Turning your DAW into an analogue console is super easy thanks to Sonimus’ consoles. You can achieve the tone and saturation of those legendary consoles that made thousands of hits possible by simply adding an instance of Satson, A, N, or T console on every track. It’s that easy.
But why would you want that? What makes having a console emulation in your DAW so interesting? Let’s find out.
Sonic Bleeding
Back in the day, consoles were the only way to combine signals together. We recorded the music into separate tracks of tape, which were then mixed together to create the stereo master of the song using consoles.
As we described in a previous article, playing from the same tape and combining the electrical signals passing through the channels of the console created an effect that we call crosstalk. The sounds coming from the left and right channels would bleed across each other differently, enhancing the stereo effect or making it more mono.

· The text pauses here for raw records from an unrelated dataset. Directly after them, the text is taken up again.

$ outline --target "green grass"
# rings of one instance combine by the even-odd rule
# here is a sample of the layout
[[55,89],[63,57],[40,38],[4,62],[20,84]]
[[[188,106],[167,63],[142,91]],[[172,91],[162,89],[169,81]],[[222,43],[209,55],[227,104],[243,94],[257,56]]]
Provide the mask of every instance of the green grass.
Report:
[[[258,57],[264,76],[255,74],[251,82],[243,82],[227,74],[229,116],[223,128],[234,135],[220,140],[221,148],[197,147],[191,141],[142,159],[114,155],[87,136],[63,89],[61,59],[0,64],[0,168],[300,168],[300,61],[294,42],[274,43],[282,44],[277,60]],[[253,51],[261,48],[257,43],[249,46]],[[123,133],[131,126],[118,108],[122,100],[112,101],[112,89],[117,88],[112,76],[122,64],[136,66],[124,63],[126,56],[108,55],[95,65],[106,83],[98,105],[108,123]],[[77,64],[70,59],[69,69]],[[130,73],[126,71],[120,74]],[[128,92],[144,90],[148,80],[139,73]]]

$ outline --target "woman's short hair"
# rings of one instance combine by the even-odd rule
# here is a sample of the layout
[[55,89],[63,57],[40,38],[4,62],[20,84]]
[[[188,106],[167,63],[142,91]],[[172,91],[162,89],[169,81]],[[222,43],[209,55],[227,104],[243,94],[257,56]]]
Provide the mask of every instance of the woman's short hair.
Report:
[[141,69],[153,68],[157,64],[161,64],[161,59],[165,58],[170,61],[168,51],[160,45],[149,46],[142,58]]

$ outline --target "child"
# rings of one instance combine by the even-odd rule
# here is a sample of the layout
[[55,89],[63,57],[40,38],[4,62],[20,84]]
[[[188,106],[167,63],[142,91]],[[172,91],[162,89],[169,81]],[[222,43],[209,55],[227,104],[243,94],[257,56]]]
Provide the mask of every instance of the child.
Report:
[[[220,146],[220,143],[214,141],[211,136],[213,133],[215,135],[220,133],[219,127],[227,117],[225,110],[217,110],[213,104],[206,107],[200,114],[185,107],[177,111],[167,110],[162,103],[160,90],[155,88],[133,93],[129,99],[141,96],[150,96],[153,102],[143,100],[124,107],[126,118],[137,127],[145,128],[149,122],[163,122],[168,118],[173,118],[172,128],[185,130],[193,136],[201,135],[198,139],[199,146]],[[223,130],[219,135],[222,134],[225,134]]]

This doesn’t happen in the digital world. The left and right information from a stereo file don’t interact with each other. By adding any of Sonimus’ console emulations, you are adding this characteristic from the analogue domain into your sessions, making your track more alive.
Saturation
The design and components of a console provided a specific sound to the signals that passed through it. Each channel added harmonics to the music, enriching its sound and stamping it with particular hallmarks. It was these sounds that the recording and mixing engineer searched for to work with. And as the design and technology of these consoles evolved, their sound did as well. From tubes to transistors to solid state, they all provide different profiles to the music.

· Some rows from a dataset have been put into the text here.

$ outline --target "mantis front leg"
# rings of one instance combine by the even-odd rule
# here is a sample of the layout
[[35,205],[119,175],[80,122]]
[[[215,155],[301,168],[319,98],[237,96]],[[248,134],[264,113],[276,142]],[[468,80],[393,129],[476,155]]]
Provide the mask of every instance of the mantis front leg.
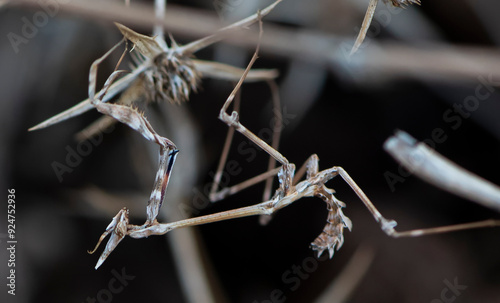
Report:
[[[97,68],[99,64],[113,50],[114,48],[92,64],[89,75],[89,100],[100,113],[108,115],[120,121],[121,123],[128,125],[130,128],[139,132],[147,140],[160,145],[159,168],[156,174],[154,188],[151,192],[151,196],[147,205],[147,220],[143,225],[143,227],[147,227],[158,224],[157,216],[159,214],[163,200],[165,199],[167,185],[169,183],[172,168],[179,151],[172,141],[158,135],[149,121],[146,119],[146,117],[142,113],[139,113],[137,109],[120,104],[102,102],[102,98],[105,96],[107,88],[109,88],[120,71],[113,72],[106,81],[104,88],[96,95],[95,81],[97,79]],[[100,256],[99,261],[97,262],[96,268],[98,268],[104,262],[109,254],[116,248],[118,243],[120,243],[120,241],[128,234],[128,230],[135,228],[140,227],[129,225],[128,210],[126,208],[120,210],[120,212],[108,225],[106,231],[100,237],[96,248],[91,252],[93,253],[99,247],[101,241],[111,233],[111,237],[108,241],[108,244],[106,245],[106,248],[104,249],[104,252]]]

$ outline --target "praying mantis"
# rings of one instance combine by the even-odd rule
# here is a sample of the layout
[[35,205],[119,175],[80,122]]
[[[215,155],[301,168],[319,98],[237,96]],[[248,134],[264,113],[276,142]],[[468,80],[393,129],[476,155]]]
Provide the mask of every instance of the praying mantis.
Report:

With the Sonimus console emulation family, you can get all those different sounds and saturations right in your DAW and take advantage of the digital workflow. You can control the saturation of the plugin with the Push button or FAT mode, just like you would overdrive the line level of a console channel. But you could also use the plugin as a saturator with the gain compensation mode and dial it back to taste thanks to the Mix knob in the extended panel from the A, N and T console. All the benefits, none of the hassles.
Bringing the mix together
Nowadays, it’s super easy to record anywhere and everywhere. You can collaborate with people worldwide on the same music project, easily share your recordings, and combine them in a single DAW session. The problem is that every setup, room and audio interface is different, which can cause the instruments to feel disconnected from each other. Something that didn’t happen when everybody needed to record in the same studio through the same console. And this is where console emulations make the trick. Combining the outstanding characteristics that we described above is when the magic happens.

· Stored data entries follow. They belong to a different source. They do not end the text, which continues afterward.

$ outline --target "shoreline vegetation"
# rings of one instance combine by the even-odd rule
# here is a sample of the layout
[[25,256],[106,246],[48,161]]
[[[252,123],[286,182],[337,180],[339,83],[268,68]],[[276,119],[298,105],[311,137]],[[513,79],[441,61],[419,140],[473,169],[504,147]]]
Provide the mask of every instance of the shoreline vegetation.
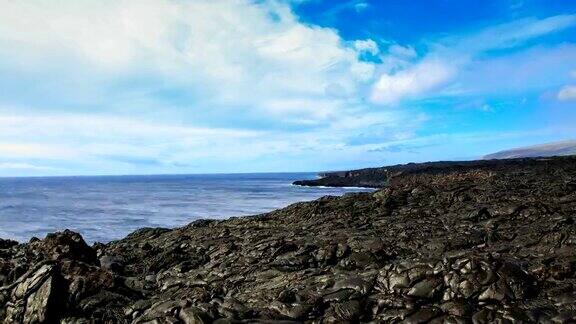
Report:
[[371,187],[270,213],[0,239],[8,323],[570,323],[576,157],[431,162],[295,185]]

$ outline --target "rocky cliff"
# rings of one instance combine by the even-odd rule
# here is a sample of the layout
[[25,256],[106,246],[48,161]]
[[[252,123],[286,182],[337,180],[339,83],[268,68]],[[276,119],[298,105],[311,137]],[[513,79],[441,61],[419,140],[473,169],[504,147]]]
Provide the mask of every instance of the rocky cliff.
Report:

As we described in our article Mixing in Times of COVID, and our producer friend Leandro Sabino pointed out in a recent interview, Sonimus’ console emulations can create the cohesion and space needed to go from a sterile digital mix to a rich and three-dimensional one. By adding these plugins to your tracks, you put every element in the same “team”, bringing them closer together and placing them in a “real space”. That is the real magic behind our console emulation series.